Centre County’s four Court of Common Pleas judges gathered Tuesday for an unofficial state-of-the-courts address.
President Judge Thomas King Kistler and Judges Bradley P. Lunsford, Pamela A. Ruest and Jonathan D. Grine fielded questions from local elected officials, business leaders and others during a forum early Tuesday.
The event, part of the Chamber of Business and Industry of Centre County’s Business Before Hours series, gave the judges the chance to update the community on what they have been working on and the status of the county court.
Kistler said he is often asked whether officials are considering adding another judge and courtroom or restructuring the local court system.
“I think the answer to both of those things right now is no,” Kistler said.
He said there is neither space in the courthouse, nor adequate case load to justify another judge position now, but added that caseloads are projected to expand.
“You see some things that are coming,” Kistler said. “We see some things coming that are going to indicate caseloads will continue to expand.”
For now Kistler said the judges will continue “humming along as a four person court.”
That system that was put to the test last year with the Jerry Sandusky trial, which garnered national media attention, and the trial for three Eastern European defendants charged in a violent crime and robbery spree happening at the same time.
“When we need to, we can bring a pretty organized game,” Kistler said.
Lunsford said, however, the the county would like to have an additional courtroom, partly to help during Central Court, when one courtroom is used by district judges for preliminary hearings.
But what the system really needs, according to Lunsford, is more space for the county’s Probation Department and District Attorney’s Office.
Lunsford said that space could come from the Temple Court Building, located next to the Courthouse Annex, which the county has purchased.
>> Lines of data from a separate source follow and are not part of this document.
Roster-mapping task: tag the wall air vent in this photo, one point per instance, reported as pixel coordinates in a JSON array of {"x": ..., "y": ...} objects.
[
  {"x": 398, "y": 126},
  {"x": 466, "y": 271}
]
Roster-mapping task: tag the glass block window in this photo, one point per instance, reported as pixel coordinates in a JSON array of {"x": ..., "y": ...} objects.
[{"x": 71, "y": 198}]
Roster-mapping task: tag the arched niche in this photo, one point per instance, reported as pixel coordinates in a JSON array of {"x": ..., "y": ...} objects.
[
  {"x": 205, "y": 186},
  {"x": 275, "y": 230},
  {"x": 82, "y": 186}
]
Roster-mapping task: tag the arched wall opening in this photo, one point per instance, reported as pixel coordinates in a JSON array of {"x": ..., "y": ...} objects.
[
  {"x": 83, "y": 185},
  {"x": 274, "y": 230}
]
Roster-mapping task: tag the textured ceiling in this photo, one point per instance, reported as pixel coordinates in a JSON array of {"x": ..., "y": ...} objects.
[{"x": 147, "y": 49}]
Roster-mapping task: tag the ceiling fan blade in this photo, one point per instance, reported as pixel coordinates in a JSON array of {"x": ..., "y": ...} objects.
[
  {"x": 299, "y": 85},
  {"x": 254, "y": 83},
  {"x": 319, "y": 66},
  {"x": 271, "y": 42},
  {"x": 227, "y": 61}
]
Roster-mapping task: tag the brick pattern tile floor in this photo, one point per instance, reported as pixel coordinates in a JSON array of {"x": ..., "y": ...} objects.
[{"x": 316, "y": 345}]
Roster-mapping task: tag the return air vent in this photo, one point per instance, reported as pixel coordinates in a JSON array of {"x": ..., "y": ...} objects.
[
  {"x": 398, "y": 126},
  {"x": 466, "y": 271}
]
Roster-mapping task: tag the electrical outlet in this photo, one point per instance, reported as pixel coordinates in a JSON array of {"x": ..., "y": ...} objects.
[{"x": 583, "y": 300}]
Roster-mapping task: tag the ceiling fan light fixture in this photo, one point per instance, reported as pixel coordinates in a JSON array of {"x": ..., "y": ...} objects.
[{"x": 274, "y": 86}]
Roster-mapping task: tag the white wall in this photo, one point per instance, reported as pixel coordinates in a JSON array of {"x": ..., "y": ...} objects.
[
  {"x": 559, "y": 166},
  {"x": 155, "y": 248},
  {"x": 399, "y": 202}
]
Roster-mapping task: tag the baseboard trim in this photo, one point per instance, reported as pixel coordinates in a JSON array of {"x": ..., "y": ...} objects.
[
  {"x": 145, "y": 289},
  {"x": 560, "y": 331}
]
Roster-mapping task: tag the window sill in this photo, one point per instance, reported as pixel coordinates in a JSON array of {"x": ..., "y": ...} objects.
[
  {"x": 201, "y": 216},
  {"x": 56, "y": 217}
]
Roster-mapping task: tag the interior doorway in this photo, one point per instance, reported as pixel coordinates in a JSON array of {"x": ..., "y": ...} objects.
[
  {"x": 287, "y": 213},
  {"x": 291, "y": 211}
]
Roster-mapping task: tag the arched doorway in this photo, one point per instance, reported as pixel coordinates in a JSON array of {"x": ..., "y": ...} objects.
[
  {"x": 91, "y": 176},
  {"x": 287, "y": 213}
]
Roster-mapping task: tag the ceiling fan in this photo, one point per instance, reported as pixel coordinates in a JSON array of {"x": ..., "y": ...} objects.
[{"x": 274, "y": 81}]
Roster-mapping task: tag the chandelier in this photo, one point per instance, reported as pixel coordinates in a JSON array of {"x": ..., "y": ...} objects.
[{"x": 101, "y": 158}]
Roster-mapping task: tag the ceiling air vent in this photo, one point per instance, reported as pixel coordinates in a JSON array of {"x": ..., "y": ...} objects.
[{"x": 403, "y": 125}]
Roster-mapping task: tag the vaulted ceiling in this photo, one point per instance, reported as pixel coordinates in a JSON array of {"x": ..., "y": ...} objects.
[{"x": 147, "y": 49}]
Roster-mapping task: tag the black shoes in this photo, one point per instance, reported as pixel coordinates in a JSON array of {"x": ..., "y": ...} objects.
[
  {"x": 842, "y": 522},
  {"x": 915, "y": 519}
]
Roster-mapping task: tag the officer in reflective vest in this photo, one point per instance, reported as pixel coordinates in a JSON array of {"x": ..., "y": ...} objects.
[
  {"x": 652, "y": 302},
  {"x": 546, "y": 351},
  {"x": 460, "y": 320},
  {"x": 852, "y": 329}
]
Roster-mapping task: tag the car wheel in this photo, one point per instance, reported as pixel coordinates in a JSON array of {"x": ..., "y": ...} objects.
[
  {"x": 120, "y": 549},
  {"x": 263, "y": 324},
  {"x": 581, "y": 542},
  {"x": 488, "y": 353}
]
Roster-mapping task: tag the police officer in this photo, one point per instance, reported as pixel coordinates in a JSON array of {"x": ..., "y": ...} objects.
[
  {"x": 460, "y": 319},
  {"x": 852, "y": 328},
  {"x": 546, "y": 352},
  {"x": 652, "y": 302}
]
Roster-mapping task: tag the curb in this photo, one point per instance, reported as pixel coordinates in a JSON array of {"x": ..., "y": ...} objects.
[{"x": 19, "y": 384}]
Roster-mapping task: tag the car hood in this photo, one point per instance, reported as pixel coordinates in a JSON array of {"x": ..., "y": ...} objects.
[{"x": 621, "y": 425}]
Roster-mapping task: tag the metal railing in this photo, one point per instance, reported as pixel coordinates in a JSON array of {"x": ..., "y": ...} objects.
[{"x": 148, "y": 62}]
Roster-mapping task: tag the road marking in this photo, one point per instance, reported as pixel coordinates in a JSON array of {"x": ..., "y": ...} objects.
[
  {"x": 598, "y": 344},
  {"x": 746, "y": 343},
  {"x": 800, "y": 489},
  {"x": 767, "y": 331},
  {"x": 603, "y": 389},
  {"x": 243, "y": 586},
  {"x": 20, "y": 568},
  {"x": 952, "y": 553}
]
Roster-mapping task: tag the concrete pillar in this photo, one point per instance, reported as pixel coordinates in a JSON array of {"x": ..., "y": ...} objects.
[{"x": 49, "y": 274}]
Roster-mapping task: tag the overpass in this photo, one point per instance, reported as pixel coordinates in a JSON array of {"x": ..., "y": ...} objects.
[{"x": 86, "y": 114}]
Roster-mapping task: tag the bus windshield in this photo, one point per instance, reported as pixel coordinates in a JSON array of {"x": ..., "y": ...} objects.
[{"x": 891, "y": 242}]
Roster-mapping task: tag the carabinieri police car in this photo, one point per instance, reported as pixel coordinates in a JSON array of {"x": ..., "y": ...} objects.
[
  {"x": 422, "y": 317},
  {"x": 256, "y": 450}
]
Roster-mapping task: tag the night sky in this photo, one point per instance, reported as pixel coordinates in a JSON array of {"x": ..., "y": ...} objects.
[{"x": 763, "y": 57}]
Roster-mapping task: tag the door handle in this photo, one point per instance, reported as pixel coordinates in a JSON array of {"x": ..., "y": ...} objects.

Renovations of the building have yet to begin.
“We do need to expand, and that’s just a product of the expansion of the court system and the overall population,” Lunsford said.
Ruest and Grine said the county is eyeing a mental health court, similar to the DUI court program that Lunsford oversees.
When asked about a drug court, Lunsford said the county has studied the issue and found they could not justify the costs, at least for now.
“This community continues to grow,” Lunsford said. “When we see more and more HUD housing and you see folks who own those housing projects advertising in big city newspapers ... you’re going to see more influx of heroin, crack, coke and perhaps meth.
“We’ve been fortunate to not have ... that because of an educated population and perhaps because of geography,” he said. “But as we become more accessible to outside influences that’s going to happen more.”